En philologie comme dans d'autres disciplines. L'Espagne musulmane, connu sous le nom Al-Andalus (andalousie), dépendait de l'Orient jusqu'au XIe siècle. En fait, l'Hispano-arabe - qu'il soit poète, grammairien, expert de la belle Littérature , théologien, juriste, ou autre - aimait à se comparer avec son homologue oriental, qui le plus souvent était son modèle d'inspiration. Cette dépendance a été reconnue par les deux parties. Au début, le savant orientaliste considérait les Andalous comme culturellement infécond, et ce dernier ne pouvait s'empêcher de tolérer et accepter la supériorité de l'Orient. Toutefois, à partir du XIe siècle, al-Andalus a commencés à devenir de plus en plus indépendante de l'Orient alors que de nombreuses voix se faisaent entendre pour déplorer l'absence de reconnaissance accordée aux chercheurs andalous. Désormais, les hommes de lettres hispano-arabe ont été vanté et reconnus supérieurs parfois à ceux des meilleurs spécialistes orientaux de leur propre temps et depuis longtemps. Par exemple.
 
Abu al-Walîd al-Himyari (mort en 1048) se plaignit que la poésie orientale avait préoccupé et charmé les hommes depuis longtemps, et il était grand temps qu'une attention particulière soit accordée à la poésie hispano-arabe, qui possédait «une beauté originelle», et a été supérieure à la poésie orientale à l'égard de comparaison (tashbihat) et description (wasf) . Cette sorte de nationalisme littéraire atteint sa plus grande intensité dans le douzième siècle, comme l'illustrent les déclarations des anthologists Ibn Bassam (mort en 1147) et Ibn khaqhan ( décédé 1137) .

Quelles que soient les changements d'attitudes entre Orient et Occident , une étroite interdépendance culturelle demeurait toujours entre le Maghreb - L'Espagne et l'Afrique du nord - et le reste du monde musulman. La langue littéraire resta presque la même en Occident et en Orient. Mais l'Espagne musulmane a prit un soin particulier a acquérir l'arabe dans la forme pure développée en Orient.

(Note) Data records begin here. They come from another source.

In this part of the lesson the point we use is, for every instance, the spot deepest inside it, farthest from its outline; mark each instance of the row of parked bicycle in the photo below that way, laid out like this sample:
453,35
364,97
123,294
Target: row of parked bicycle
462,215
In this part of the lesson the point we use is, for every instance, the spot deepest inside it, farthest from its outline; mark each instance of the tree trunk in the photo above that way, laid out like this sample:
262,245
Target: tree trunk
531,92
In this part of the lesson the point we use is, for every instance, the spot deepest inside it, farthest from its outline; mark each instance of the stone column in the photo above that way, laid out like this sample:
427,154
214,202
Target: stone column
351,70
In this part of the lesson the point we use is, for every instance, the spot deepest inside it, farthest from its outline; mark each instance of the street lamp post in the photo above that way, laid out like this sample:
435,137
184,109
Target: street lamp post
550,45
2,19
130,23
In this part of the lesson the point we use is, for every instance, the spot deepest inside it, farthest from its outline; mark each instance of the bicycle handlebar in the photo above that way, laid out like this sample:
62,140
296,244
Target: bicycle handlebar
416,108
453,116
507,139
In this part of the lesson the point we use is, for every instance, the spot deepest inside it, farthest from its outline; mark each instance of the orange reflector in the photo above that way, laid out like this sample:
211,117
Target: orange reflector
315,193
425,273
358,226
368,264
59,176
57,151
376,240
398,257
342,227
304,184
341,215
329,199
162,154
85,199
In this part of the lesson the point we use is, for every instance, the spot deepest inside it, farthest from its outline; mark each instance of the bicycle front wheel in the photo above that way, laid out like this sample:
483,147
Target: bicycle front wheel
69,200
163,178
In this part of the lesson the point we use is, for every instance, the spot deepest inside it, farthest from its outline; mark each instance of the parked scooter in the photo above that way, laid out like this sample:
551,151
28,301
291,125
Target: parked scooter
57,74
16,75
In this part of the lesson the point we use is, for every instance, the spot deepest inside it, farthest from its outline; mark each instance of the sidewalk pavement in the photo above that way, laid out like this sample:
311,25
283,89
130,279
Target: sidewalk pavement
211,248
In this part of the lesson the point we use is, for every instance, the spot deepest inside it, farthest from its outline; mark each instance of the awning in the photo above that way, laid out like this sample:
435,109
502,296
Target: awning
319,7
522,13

En outre, l'arabe a servi de moyen de transmission des légendes gréco-arabe vers l'Occident par la traduction de livres arabes en latin, espagnol ou français. L'Espagne et la Sicile ont fait le lien entre l'Orient et l'Occident dans l'osmose culturel qui a eu une énorme influence sur la pensée occidentale. Le processus de traduction a commencé au XIe siècle et s'est intensifié par la suite. La ville de Tolède occupe la place d'honneur dans la transmission de la culture arabe en Europe. Des dirigeants chrétiens, comme Alfonso VII (1125-57) et ses successeurs ont donné une impulsion à cette activité, grâce à l'initiative de Raymond, archevêque de Tolède (mort en 1151). Raymond a recruté un groupe de traducteurs de Tolède, créant ainsi une institution à l'image du Bayt al-Hikmah (La Maison de la sagesse), établi par le calife Al-Mamoun à Bagdad au IXe siècle. C'est dans cette école et dans d'autres centres que toutes sortes de livres en arabe sur les mathématiques, l'astronomie, la médecine, l'alchimie, la physique, sciences naturelles, et la philosophie ont été traduits en Latin.

En tant que dépositaire des diverses sciences, l'arabe influenca l'espagnol avec laquelle il avait été dans un long et étroit contact. Une foule d'expressions ont été intégrés dans la langue espagnole, parmi elles "Ojala" (In cha Allah) et "Usted "(ustâdh, à l'origine persan), ainsi que des mots concernés par les affaires militaires, l'administration, le commerce, l'industrie, la production, la médication, l'art, l'architecture, et l'agriculture.


* Irab : Déclinaison de la finale des mots (voir la science de la syntaxe).